LIME missing explanations with quantile_bins=T for discrete numeric fields

thomasp85 / lime

Local Interpretable Model-Agnostic Explanations (R port of original Python package)

https://lime.data-imaginist.com/

Other

486 stars 110 forks source link

LIME missing explanations with quantile_bins=T for discrete numeric fields #154

Closed vla6 closed 5 years ago

vla6 commented 5 years ago

I have noticed that when the input data contains discrete numeric fields, LIME ignores such fields in its explanations. This could be binary fields input into a model as numeric 0/1 values (some models take only numeric inputs). Or, it might be variables that just take a few distinct values because of rounding etc.

I am running lime via R. I am attaching a reproducible example.

The issue seems to occur for bin_continuous=T and quantile_bins=T in lime(). Setting quantile_bins=F appears to "fix" the issue. The relative proportions of the levels doesn't seem to matter much. I am wondering if there is possibly some issue with ties in quantile_bins. The exact values of the numeric levels doesn't seem to matter, and the same issue occurs for 2 or 3 distinct levels in numeric fields. Using a model type that takes factor inputs also "fixes" the issue.

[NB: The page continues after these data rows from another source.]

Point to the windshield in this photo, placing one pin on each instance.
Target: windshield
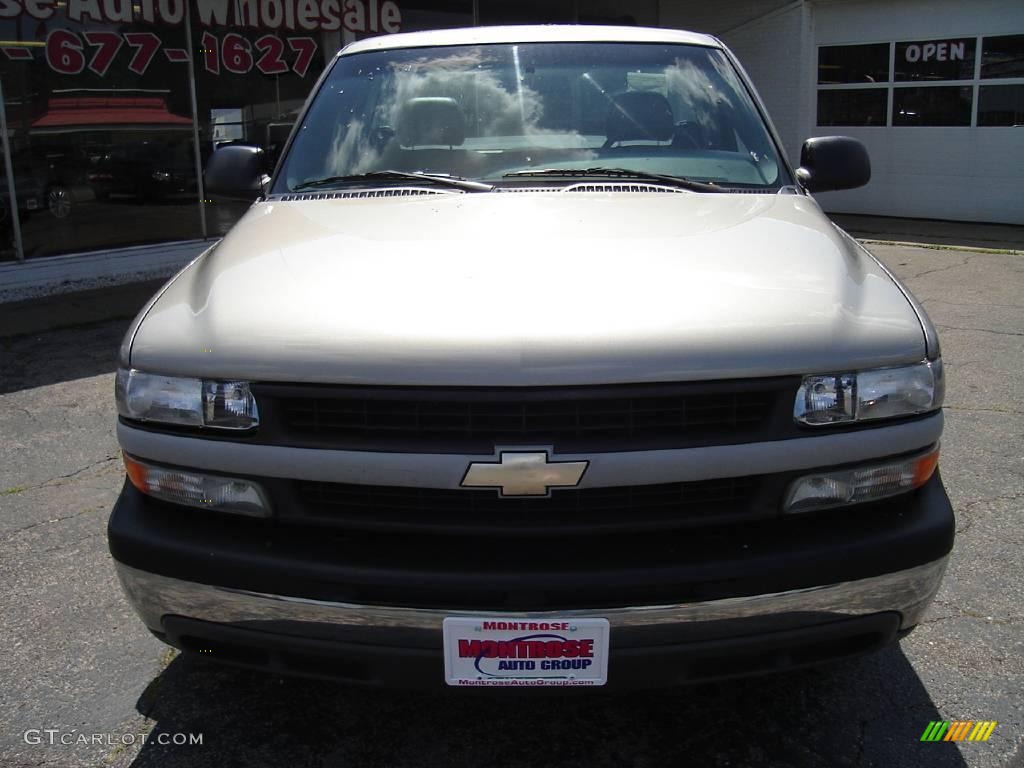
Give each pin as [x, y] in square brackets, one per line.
[501, 113]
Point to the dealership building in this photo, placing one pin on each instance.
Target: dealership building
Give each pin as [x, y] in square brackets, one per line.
[112, 108]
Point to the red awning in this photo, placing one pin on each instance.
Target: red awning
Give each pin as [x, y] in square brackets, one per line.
[110, 112]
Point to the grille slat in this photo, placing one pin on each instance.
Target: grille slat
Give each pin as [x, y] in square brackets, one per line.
[415, 418]
[565, 512]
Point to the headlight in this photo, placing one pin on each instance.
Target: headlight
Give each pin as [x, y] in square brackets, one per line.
[865, 483]
[882, 393]
[188, 402]
[198, 489]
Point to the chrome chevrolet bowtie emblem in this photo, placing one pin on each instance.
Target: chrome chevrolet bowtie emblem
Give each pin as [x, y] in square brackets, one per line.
[523, 473]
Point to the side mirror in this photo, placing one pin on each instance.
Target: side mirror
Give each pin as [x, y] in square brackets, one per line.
[828, 163]
[237, 171]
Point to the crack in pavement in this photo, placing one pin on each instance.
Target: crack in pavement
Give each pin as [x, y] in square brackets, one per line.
[966, 261]
[53, 480]
[16, 531]
[980, 330]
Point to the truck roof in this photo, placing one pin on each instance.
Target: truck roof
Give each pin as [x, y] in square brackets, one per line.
[530, 34]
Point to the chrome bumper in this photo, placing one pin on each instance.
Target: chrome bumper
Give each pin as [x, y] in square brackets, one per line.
[153, 596]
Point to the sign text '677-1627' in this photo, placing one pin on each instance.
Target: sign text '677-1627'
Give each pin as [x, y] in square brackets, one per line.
[71, 53]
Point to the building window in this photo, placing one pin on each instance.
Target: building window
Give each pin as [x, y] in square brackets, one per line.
[852, 107]
[843, 71]
[935, 59]
[932, 105]
[1000, 104]
[1003, 56]
[853, 64]
[933, 83]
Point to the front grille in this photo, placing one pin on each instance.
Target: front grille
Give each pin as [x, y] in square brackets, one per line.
[613, 418]
[566, 513]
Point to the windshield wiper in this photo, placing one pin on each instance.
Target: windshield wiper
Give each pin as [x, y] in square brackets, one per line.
[680, 181]
[441, 180]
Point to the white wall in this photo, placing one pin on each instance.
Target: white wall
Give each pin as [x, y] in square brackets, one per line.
[973, 174]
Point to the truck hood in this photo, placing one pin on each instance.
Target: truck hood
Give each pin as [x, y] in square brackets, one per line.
[531, 288]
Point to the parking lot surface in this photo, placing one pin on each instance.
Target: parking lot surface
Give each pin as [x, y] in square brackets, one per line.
[76, 660]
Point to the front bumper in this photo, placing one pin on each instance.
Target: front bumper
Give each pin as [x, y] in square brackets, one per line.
[805, 598]
[381, 645]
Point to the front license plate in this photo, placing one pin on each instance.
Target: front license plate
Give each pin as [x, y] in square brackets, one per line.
[525, 651]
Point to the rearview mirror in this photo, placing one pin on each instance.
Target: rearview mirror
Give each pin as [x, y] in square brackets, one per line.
[828, 163]
[237, 171]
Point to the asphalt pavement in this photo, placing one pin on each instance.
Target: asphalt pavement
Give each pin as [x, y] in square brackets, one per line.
[76, 665]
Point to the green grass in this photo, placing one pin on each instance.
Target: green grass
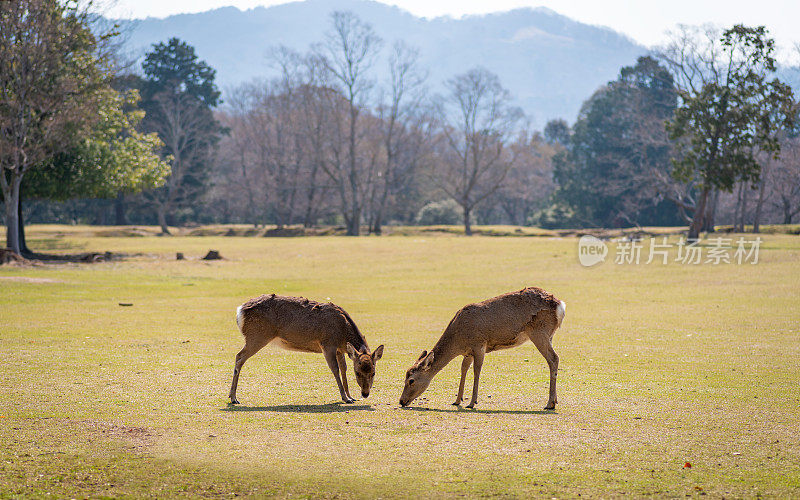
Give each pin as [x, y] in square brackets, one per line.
[660, 365]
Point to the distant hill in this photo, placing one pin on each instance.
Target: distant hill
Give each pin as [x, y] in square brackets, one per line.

Please let me know if you have comments or need more information. Thank you!

lime_vignette_test.txt

thomasp85 commented 5 years ago

quantile binning a binary variable is a pretty weird thing to do... I don't know what you expected the outcome to be...

If you can come up with a reasonable behaviour I'll be open to change

vla6 commented 5 years ago

Thank you for the reply. It is a strange thing to do, but the behavior can occur with variables that aren't technically binary but which take just a set number of levels. For instance, counts of rare events, where maybe you only see 0, 1, 2 in your data set. Also the variables can be very influential but are ignored which is confusing.

Is there a place that a binning error is thrown? It may be enough to print a warning or maybe document the data prep concern, but I think there may be other options? dplyr::ntile() puts observations in a order, using a random order when there are ties, then assigns them into quantiles using that order, so you always get the number of bins you specify. That could be an option. However, it may be better to fall back on continuous binning when quantile binning fails if that's possible.

thomasp85 commented 5 years ago

The "problem" is that with quantile binning and only two outcomes the cuts will be placed at either side of all possible permuted values meaning that the permuted values will have zero variance and be discarded for further use...

falling back to standard binning may be a good idea..?

vla6 commented 5 years ago

Yes it's a strange case. Thanks for the reply! I think falling back to standard binning would be good in that case if that is possible.

I see the behavior with 3 levels as well as binary but maybe that has to do with distributions of outcomes.

thomasp85 commented 5 years ago

I think - A quick test with binning bare nuclei into three bins keeps it in my case

vla6 commented 5 years ago

Thank you so much!